Andererseits höre ich auch oft:
- Kauf dir genau den Tisch und nimm genau den Ball, der in deiner Liga/auf deinen Turnieren gespielt wird


Irgendwie beißt sich das. Irgendwie klingt aber auch beides richtig...

Was sagt ihr?

Ist es besser sich künstlich schwierigere Bedingungen zu schaffen, oder wird man nur besser, wenn man die exakt gleichen Bedingungen vorfindet, die im angestrebten Wettkampf vorherrschen?

Bin auf Meinungen gespannt! :easy
 
e.t.chen schrieb:
Ist es besser sich künstlich schwierigere Bedingungen zu schaffen, oder wird man nur besser, wenn man die exakt gleichen Bedingungen vorfindet, die im angestrebten Wettkampf vorherrschen?

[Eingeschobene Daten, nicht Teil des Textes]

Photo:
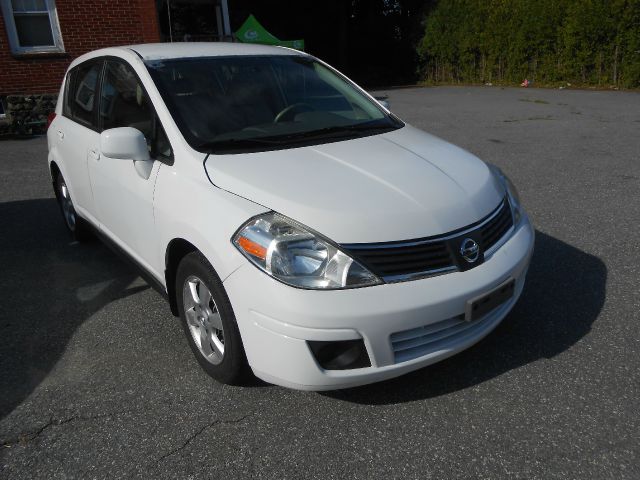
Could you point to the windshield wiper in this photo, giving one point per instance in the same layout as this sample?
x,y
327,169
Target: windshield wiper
x,y
329,131
231,143
326,132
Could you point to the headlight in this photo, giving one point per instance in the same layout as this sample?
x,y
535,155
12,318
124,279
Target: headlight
x,y
512,191
296,256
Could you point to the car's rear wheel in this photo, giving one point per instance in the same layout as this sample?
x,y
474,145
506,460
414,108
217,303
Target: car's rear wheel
x,y
77,227
208,320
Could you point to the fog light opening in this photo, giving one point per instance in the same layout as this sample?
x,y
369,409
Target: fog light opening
x,y
341,355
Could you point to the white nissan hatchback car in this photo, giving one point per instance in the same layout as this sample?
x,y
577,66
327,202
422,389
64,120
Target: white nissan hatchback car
x,y
299,229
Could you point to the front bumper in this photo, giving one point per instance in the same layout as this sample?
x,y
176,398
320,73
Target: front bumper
x,y
276,320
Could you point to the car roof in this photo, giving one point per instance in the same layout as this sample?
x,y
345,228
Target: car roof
x,y
158,51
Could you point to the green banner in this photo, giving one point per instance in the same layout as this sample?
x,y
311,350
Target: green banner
x,y
252,31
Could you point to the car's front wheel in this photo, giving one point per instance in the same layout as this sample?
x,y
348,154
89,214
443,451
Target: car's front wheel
x,y
77,227
208,320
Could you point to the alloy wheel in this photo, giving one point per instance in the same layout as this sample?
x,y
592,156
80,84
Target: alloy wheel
x,y
203,319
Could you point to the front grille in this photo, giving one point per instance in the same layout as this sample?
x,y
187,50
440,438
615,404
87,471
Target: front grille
x,y
397,261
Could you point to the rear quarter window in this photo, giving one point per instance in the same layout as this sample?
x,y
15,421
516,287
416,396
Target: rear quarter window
x,y
81,90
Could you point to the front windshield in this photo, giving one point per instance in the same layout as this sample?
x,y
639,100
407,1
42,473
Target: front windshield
x,y
252,103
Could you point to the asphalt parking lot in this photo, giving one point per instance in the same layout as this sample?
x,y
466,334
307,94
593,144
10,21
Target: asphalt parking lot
x,y
97,380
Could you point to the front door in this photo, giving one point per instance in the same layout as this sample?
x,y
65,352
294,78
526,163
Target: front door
x,y
123,196
76,130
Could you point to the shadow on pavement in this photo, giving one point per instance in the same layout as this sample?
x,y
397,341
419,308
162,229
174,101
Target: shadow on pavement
x,y
563,296
49,288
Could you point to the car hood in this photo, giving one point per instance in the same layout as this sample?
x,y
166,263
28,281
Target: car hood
x,y
400,185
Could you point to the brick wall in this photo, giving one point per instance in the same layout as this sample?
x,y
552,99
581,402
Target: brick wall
x,y
85,25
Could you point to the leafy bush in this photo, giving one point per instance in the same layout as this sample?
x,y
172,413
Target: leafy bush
x,y
594,42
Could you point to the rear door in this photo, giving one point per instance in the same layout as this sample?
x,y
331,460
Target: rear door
x,y
76,130
123,196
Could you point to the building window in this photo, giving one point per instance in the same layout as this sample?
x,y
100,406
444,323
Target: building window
x,y
32,26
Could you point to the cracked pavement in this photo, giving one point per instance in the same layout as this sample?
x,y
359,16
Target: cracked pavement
x,y
97,380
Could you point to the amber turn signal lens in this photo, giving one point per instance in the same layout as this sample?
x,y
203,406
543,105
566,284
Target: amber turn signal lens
x,y
252,248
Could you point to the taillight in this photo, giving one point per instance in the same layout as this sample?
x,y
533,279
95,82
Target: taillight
x,y
50,118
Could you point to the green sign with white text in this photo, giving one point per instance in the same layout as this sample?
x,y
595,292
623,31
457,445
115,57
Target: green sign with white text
x,y
252,31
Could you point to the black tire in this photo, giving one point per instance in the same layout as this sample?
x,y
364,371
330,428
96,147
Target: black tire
x,y
77,227
232,367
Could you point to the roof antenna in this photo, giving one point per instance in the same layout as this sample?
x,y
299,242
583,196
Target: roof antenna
x,y
169,15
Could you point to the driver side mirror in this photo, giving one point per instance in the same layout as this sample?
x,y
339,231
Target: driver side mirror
x,y
124,143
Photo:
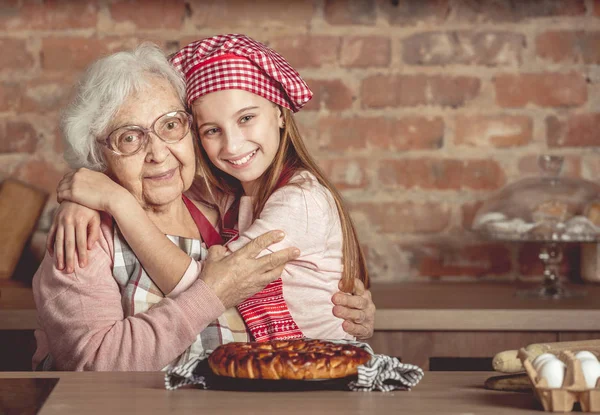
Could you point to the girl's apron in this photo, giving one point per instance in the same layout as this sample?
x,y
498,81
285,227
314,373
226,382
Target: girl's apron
x,y
266,313
139,293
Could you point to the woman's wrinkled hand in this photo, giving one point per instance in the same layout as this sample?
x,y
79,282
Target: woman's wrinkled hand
x,y
238,276
356,309
74,227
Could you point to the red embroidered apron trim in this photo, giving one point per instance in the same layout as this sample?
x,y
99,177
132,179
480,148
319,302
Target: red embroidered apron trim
x,y
209,234
266,313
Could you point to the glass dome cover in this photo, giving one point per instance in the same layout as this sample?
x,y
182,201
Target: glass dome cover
x,y
543,208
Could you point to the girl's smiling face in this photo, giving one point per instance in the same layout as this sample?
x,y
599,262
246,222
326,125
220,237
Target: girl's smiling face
x,y
239,132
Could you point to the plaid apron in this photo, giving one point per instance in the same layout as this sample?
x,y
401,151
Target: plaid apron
x,y
266,313
139,293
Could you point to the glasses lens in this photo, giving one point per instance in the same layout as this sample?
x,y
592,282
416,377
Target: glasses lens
x,y
127,140
172,126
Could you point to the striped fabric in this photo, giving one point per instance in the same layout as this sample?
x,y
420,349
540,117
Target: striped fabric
x,y
266,313
381,373
139,293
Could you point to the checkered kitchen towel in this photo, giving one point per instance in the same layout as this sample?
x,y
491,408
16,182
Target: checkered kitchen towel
x,y
382,373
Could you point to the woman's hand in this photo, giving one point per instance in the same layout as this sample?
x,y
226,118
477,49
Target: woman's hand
x,y
357,310
240,275
90,188
74,227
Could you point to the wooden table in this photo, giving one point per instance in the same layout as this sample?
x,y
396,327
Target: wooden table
x,y
143,392
452,326
417,321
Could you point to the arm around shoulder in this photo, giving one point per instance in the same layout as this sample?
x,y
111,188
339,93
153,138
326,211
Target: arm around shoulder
x,y
82,316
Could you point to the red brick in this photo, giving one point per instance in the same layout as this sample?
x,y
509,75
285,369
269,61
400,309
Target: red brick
x,y
381,91
530,265
541,89
530,165
402,134
18,137
48,15
411,13
514,11
19,57
464,47
149,14
579,130
331,94
468,212
568,46
46,94
342,12
10,96
404,217
75,54
8,165
493,130
251,14
365,52
42,174
307,51
441,174
346,173
455,259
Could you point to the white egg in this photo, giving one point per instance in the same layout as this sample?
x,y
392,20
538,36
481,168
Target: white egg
x,y
553,370
591,372
538,361
584,355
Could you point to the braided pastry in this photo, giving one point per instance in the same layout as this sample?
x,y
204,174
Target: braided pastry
x,y
287,359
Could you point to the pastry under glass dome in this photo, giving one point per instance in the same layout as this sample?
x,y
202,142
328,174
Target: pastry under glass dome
x,y
549,209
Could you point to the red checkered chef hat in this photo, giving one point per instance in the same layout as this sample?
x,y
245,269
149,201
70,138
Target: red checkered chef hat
x,y
238,62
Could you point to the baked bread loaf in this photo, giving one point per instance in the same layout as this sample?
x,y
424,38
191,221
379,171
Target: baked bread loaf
x,y
287,359
592,212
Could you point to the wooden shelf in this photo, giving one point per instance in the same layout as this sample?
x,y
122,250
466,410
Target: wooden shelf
x,y
414,307
481,307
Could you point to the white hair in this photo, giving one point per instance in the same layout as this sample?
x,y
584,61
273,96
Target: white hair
x,y
106,85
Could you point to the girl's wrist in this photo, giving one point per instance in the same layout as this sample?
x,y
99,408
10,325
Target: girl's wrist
x,y
120,203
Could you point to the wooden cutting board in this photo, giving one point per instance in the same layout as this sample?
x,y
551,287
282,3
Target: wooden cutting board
x,y
20,208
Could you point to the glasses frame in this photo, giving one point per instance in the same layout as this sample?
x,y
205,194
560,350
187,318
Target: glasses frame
x,y
107,142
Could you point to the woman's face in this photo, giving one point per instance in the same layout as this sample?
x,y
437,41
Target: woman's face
x,y
159,173
239,131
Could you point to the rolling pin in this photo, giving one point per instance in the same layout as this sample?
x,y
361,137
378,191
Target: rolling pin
x,y
509,362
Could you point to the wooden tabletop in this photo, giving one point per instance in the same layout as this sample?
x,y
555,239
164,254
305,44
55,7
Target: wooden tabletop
x,y
143,392
426,306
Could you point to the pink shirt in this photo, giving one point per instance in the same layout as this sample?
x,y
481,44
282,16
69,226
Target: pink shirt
x,y
83,325
306,212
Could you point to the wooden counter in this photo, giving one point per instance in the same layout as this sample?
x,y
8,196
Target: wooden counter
x,y
422,321
143,392
416,306
481,306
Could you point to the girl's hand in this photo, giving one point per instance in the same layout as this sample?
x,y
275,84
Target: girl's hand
x,y
91,189
357,310
74,226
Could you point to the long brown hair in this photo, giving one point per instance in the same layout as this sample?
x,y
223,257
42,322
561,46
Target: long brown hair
x,y
291,156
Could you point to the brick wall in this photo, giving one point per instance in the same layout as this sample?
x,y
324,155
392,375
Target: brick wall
x,y
422,109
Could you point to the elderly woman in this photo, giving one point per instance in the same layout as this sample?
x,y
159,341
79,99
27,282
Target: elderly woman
x,y
129,121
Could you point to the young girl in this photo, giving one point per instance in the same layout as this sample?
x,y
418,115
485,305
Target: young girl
x,y
258,173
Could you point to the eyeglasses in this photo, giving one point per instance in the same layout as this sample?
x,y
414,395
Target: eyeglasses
x,y
129,140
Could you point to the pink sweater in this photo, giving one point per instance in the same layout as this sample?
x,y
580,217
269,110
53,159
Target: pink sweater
x,y
306,211
83,325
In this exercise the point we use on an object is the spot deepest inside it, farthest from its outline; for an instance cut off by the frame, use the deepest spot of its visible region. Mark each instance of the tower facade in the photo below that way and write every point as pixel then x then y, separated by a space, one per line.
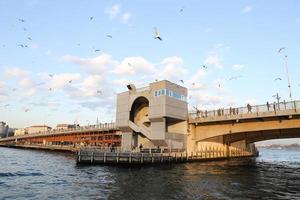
pixel 153 116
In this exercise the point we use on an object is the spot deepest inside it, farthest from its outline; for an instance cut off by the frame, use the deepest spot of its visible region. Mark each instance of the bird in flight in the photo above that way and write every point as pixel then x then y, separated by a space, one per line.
pixel 22 45
pixel 157 34
pixel 234 77
pixel 281 49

Hey Etienne, in dem Moment wo du was am Tisch tust, wirkt sich das auch positiv auf dein Spiel auf. Eigentlich ist nur eines klar, wenn man nichts macht, passiert auch nichts. :-D Es gab in einem Parallelthread ja schon Aussagen über das "warum man besser, oder nicht besser wird". Die Frage ist, welches Spielniveau hat man und welches Ziel wird verfolgt.
Aus sportwissenschaftlicher Sicht macht es Sinn im Fortgeschrittenenbereich des Koordinationstrainings "untypische Bedingungen" mit zu trainieren. Training der Variablen Verfügbarkeit nennt sich das dann. Das ist die letzte Stufe eines dreistufiges Trainingsmodells von MEINEL/SCHNABEL. In einfachen Worten hier:
http://www.sportunterricht.de/lksport/lernpha1.html
Dabei gehts aber um die Koordination im Allgemeinen also unabhängig von der Sportart.
Aber ich will das Thema ja nicht begraben. :oops:

Ich würde auf meinem Tisch schon deshalb nicht mit dem Tornadostein spielen, weil ich Angst um meine Torrahmen hätte. :P
Ich trainiere aber gerne Situationen die in die gleiche Richtung gehen, aber näher am Turnierspiel sind. Leg mal 50 ct zum Fordern auf nen Tisch in der Kneipe an dem Ligaspieler spielen. Der eine schiebts nach oben, der andere nach unten, die meisten an den Rand,... usw.
Ähnliche "Störungen" gibt es auch auf Turnieren, Bälle vom Nachbartisch die an deinem Fuß vorbeirollen, redende Gegner,...
Wenn also schon die Tatsache einer Münze im Blickfeld Einfluss auf deine koordinativen Fähigkeiten hat (also auf deine Spielstärke), gibt es gute Möglichkeiten dein Spiel weiter zu verbessern.
Wenn man aber so "schwach" ist, dass man eh nur 50 % seiner Pässe fängt, wird man auch schon durch einfaches Spielen besser.
 
Anstatt mit Musik auf den Ohren zu kickern, kann man alternativ diverse Podcasts hören.
Ist am Anfang echt gewöhnungsbedürftig aber fördert die Konzentration.
 
Das Trainieren mit Rod Locks ist ja gang und gäbe. Was ja auch schon einTraining unter "erschwerten Bedingungen" ist.
Ist dann halt normales Tischfussball-Schuss-Training.
Etwas abgefahrener wird es, wenn man mal die Position an den Stangen wechseln. Das kann auch viele neue Erkenntnisse geben. Denn wenn man weiß wie man schießen kann, erkennt man auch, wie man besser halten kann, und umgekehrt.
Torwärte sind deshalb auch im Fußball häufig gute Elfmeterschützen.
Gleiches gilt für Einzel statt Doppel. Wenn man im Einzel ein gutes Positionsspiel hat, also wenige Tore von der gegnerischen 2 bekommt, weiß man auch wie man im Doppel zu stehen hat.
 
Ich will auf meinem Trainingstisch exakt die selben Bedingungen wie auf dem Turniertisch zu haben. Also gleicher Tisch, gleicher Ball, gleicher Griff, gleiches Griffband (oder was auch immer).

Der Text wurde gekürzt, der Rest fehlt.